Making a RTS game #49: Optimisation tips & tricks (Unity/C#)

Let’s talk of possible optimisations for our Unity game!

This article is also available on Medium.

In the last episode, we talked about very down-to-earth fixes and refactors to improve our game. Those are of course essential, but they are not the only way to make your game better! In particular, as we are nearing the 1-year anniversary of this tutorial and implemented a lot of systems, I thought it would be a good idea to take a step back and discuss optimisation

Optimisation is obviously an important topic for video games since they usually require you to run code in real-time but with limited resources (especially on mobile platforms). It’s the key to running your game on low-end platforms, to meeting some app store criteria (like the time-to-first-display constraint) and overall just to using less resources (in terms of CPU, memory, energy…).
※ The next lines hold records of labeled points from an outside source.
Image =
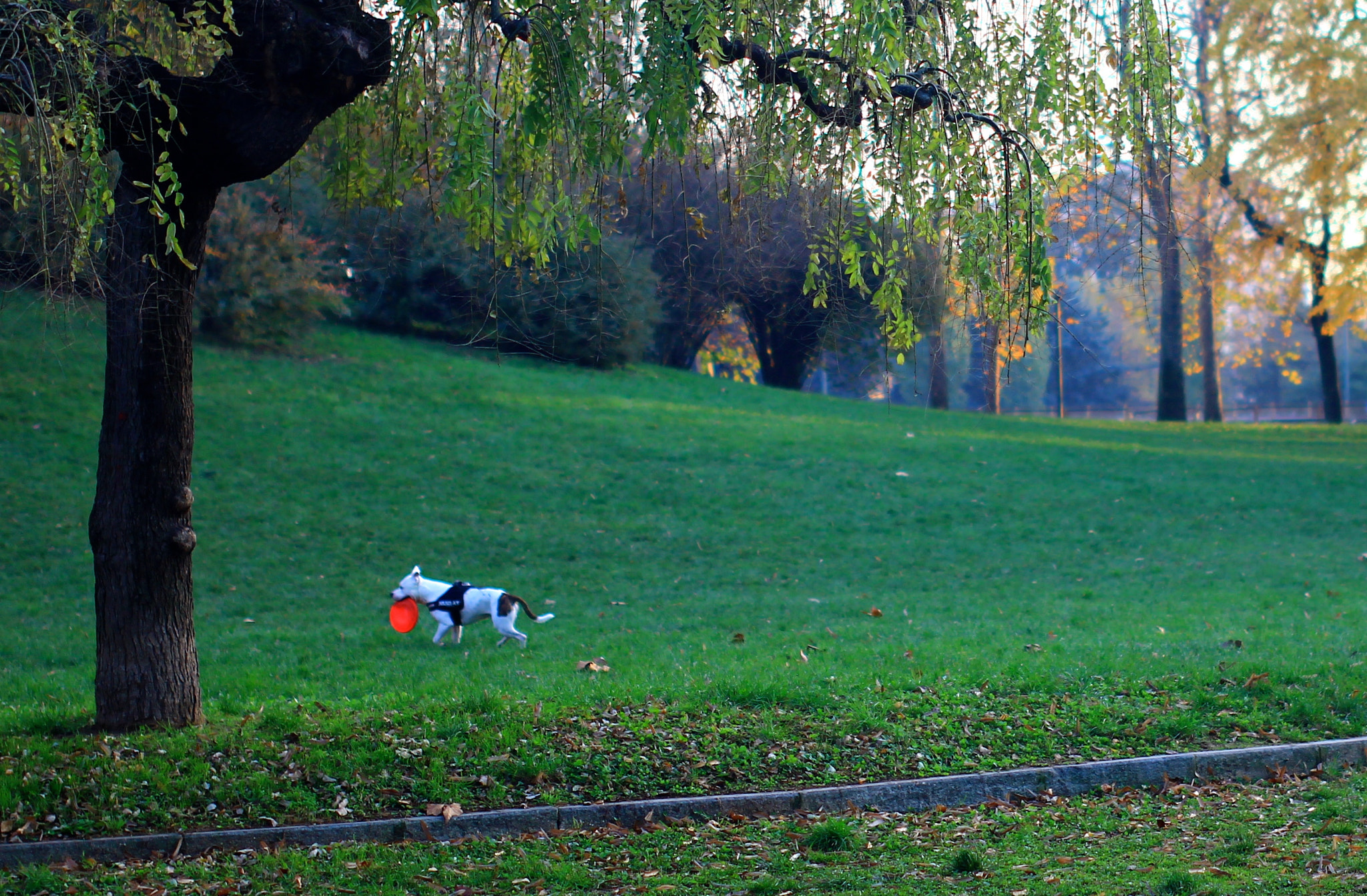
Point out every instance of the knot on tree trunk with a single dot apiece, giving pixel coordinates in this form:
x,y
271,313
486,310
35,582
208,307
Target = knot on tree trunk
x,y
182,537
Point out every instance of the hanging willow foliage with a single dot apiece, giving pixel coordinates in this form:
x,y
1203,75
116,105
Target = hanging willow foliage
x,y
923,121
941,121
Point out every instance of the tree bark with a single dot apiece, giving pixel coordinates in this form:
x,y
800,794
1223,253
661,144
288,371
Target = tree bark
x,y
1205,252
1325,342
1205,23
147,667
1317,256
1172,388
786,332
293,65
991,368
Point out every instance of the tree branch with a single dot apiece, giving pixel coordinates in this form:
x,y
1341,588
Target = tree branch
x,y
1265,228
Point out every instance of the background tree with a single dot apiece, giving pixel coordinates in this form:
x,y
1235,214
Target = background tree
x,y
1147,63
1300,145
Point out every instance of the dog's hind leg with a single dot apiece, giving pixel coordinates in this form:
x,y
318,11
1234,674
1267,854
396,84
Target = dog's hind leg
x,y
443,624
507,627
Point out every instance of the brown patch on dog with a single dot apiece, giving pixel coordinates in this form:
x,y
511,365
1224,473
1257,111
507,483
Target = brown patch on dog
x,y
506,602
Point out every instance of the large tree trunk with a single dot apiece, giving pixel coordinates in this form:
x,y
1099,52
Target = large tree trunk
x,y
293,63
147,668
1172,388
1325,342
1205,252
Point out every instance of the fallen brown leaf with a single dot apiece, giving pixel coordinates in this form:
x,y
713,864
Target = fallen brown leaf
x,y
446,811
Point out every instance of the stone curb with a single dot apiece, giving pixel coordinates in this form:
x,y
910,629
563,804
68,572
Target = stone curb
x,y
1246,764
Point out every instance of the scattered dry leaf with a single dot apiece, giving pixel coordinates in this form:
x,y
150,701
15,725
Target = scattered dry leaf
x,y
446,811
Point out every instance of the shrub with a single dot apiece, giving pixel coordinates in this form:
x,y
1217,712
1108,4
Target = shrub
x,y
830,836
965,862
263,282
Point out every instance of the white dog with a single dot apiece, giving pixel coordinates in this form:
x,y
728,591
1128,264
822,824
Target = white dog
x,y
461,604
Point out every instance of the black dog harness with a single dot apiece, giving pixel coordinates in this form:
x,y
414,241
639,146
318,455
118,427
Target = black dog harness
x,y
453,601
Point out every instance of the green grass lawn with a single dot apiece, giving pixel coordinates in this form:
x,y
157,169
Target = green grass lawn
x,y
662,514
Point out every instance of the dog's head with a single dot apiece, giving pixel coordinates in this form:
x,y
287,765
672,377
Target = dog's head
x,y
409,586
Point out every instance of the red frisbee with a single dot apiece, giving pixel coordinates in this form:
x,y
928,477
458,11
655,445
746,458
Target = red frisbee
x,y
404,615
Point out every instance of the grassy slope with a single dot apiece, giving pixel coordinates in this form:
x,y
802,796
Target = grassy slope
x,y
1129,552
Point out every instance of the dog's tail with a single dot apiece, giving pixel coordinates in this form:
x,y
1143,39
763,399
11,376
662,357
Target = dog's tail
x,y
529,611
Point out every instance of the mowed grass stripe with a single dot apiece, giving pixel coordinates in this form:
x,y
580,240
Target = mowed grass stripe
x,y
665,512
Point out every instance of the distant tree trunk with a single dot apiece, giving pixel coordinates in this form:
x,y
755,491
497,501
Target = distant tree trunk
x,y
292,66
147,668
1172,388
687,319
927,297
983,384
786,332
1055,382
1317,254
1325,342
940,369
991,368
1205,252
1205,22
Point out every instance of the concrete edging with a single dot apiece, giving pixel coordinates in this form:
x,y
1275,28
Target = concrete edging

As explained in several official Unity talks (that I’ll try and sum up in this article), there are plenty of things you should be cautious about as you improve and expand your Unity project – when comes the time to actually build and optimise, there are various bottlenecks you should look out for (and those can vary a lot from one project to another)…

Important note: I won’t necessarily be doing all of these in my Github repository, because my RTS tutorial project is not really intended to be released and build in production; it’s more like a “shopping list” of possible improvements that one can read through and apply to their own issues.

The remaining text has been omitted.